Human Erythrocyte Glucose Transporter (GLUT1) Structure, Function, and Regulation: A Dissertation

Abstract

The structure-function relationship explains how the human erythrocyte glucose transport protein (GLUT1) catalyzes sugar transport across the plasma membrane. This work investigates the glucose transport mechanism, the structural arrangement and dynamics of GLUT1 membrane-spanning α-helices, the molecular basis for glucose transport regulation by ATP, and how cysteine accessibility contributes to GLUT1 structure. A rapid kinetics approach was applied to examine the conformational changes GLUT1 undergoes during the transport cycle. To transition from a global to molecular focus, a novel mass spectrometry technique was developed to resolve GLUT1 sequence that is associated either with membrane embedded GLUT1 subdomains or with water exposed domains.

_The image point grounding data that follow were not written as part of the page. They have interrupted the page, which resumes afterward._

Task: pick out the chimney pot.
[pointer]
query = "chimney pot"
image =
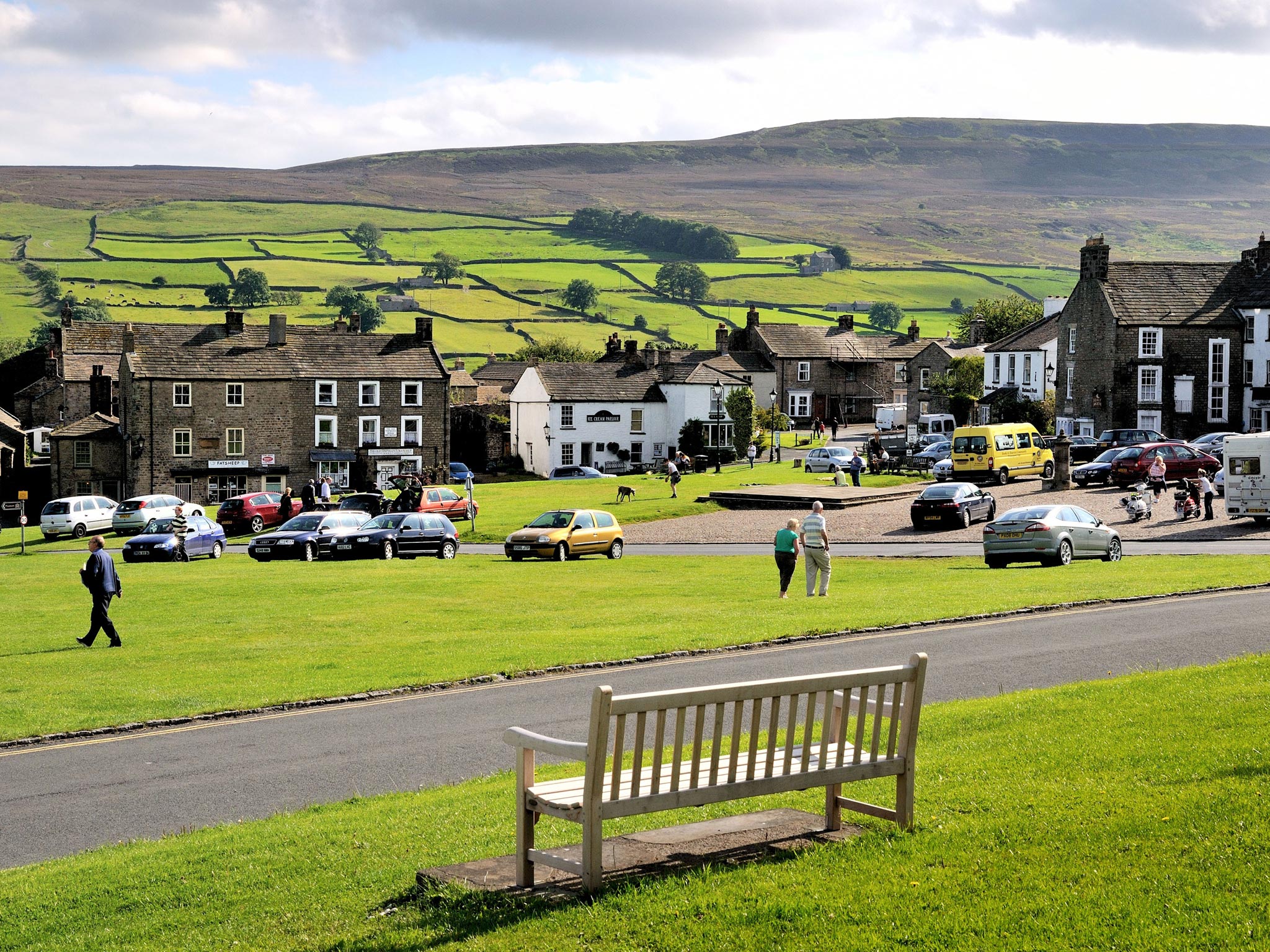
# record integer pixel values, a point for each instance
(277, 329)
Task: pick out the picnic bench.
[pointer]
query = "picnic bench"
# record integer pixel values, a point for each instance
(721, 743)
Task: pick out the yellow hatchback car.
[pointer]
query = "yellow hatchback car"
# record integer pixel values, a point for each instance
(567, 534)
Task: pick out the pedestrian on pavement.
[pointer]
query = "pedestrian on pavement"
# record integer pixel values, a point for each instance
(672, 477)
(856, 465)
(180, 528)
(814, 536)
(102, 583)
(1206, 487)
(1156, 475)
(786, 553)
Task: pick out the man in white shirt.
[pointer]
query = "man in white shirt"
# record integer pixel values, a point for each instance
(814, 536)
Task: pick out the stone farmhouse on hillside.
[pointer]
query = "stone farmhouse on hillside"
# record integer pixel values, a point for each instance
(1165, 346)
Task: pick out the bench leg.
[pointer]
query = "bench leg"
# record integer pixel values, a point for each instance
(905, 799)
(525, 818)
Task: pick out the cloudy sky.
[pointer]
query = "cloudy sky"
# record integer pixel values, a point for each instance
(277, 83)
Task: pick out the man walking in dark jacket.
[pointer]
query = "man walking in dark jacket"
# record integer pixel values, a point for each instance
(103, 584)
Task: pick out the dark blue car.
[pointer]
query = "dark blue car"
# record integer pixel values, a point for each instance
(156, 542)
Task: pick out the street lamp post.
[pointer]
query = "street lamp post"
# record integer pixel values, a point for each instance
(771, 450)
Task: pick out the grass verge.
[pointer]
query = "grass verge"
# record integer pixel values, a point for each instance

By studying accessibility changes of specific amino acids to covalent modification by a Sulfo-NHS-LC-Biotin probe, specific protein regions associated with glucose transport modulation by ATP were identified. Finally, mass spectrometry was applied to examine cysteine residue accessibility under native and reducing conditions. This thesis presents data supporting the isolation of an intermediate, occluded GLUT1 conformational state that temporally bridges import and export configurations during glucose translocation. Our results confirm that amphipathic α-helices line the translocation pathway and promote interactions with the aqueous environment and substrate. In addition, we show that GLUT1 is conformationally dynamic, undergoes reorganization in the cytoplasmic region in response to ATP modulation, and that GLUT1 contains differentially exposed cysteine residues that affect its folding.